26/07/2026
Ir a la raíz hace la diferencia…
🔥Tu hipertensión arterial “esencial” podría no ser crónica 🤷♂️🕵️🔥🤝
Año 1911. Un médico alemán, Erich Frank, inyectaba adrenalina a sus pacientes y observaba cómo la presión arterial subía de inmediato. Frank entendió que el fenómeno primario era el aumento del tono de las arterias pequeñas de todo el cuerpo, pero no logró explicar por qué ocurría. Entonces le puso nombre: hipertensión esencial.
Un año después, en 1912, William Osler —el médico más influyente de su época— dictó una conferencia ante la Sociedad Médica del Sur de Glasgow, publicada después en el British Medical Journal. Ahí declaró que esa presión extra era una necesidad, un asunto puramente mecánico, como el de un viejo sistema de riego con las cañerías incrustadas, y pidió a los médicos sacarse de la cabeza que la presión alta fuera lo que había que tratar.
Ahí nació el problema. "Esencial" terminó significando, literalmente, que era esencial para el paciente tener la presión alta. Durante décadas se la llamó así precisamente porque se la consideraba un componente inevitable del envejecimiento, y recién hace unos 50 años se aceptó que era una condición tratable.
Y aquí está la contradicción que nadie resuelve en la universidad: si es esencial, ¿por qué se entregan medicamentos para bajarla? ¿Y por qué de por vida? El nombre dice que es necesaria. La conducta clínica dice exactamente lo contrario.

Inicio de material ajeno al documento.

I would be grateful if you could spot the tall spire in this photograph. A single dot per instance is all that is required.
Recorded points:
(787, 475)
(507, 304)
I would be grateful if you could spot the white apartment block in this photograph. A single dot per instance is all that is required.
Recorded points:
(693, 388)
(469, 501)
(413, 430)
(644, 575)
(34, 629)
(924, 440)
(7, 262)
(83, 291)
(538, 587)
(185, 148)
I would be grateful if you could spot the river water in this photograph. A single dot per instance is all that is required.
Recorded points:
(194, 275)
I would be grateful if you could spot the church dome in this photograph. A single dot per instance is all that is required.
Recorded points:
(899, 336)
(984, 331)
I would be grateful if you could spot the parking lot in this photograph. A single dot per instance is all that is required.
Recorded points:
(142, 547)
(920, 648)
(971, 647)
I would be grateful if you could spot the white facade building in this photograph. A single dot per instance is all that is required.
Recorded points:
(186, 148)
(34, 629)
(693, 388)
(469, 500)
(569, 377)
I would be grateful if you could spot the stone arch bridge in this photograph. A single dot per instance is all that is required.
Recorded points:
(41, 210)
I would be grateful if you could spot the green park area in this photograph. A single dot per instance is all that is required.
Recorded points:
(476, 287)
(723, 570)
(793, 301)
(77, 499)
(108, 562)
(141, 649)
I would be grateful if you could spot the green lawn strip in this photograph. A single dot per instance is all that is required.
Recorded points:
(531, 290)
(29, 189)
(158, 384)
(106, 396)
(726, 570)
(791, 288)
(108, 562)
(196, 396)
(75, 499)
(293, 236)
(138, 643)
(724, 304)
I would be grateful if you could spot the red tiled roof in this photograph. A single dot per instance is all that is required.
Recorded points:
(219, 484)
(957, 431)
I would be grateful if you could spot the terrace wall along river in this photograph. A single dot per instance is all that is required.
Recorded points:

Lo más llamativo es que 75 años antes, en 1836, Thomas Addison ya había descrito la degeneración grasa del hígado en el Guy's Hospital de Londres. La observación existía. Lo que no existía era el puente entre hígado graso, insulina y presión arterial. La insulina recién se aisló en 1921: diez años después de que Frank bautizara la enfermedad.
Le pusieron nombre antes de tener la pieza que faltaba. Y el nombre nunca se corrigió. Estamos en 2026 y se sigue enseñando igual.
Otros prefieren llamarla idiopática, es decir, sin causa. Tampoco tiene sentido fisiopatológico. La presión arterial solo puede subir por dos vías: aumenta el gasto cardíaco o aumenta la resistencia vascular periférica. No existe una tercera. Entonces, cuando a una persona de 30 años se le eleva la presión, algo movió una de esas dos variables. Decir "no tiene causa" no es un diagnóstico: es no haber buscado.
Cuando en nuestro centro médico realizamos la ecografía abdominal a pacientes catalogados como hipertensos crónicos, en la enorme mayoría aparece lo mismo en la pantalla: esteatosis hepática. Hígado graso.
Y ahí está la cadena que en 1911 no podían ver.
El hígado graso genera resistencia a la insulina hepato-específica. El páncreas compensa produciendo más insulina. Aparece la hiperinsulinemia, que casi siempre pasa inadvertida porque la insulina rara vez se solicita en sangre. Y cuando se solicita, los rangos "normales" del laboratorio se construyeron mezclando personas sanas con personas que ya tenían hiperinsulinemia. El rango de referencia quedó contaminado.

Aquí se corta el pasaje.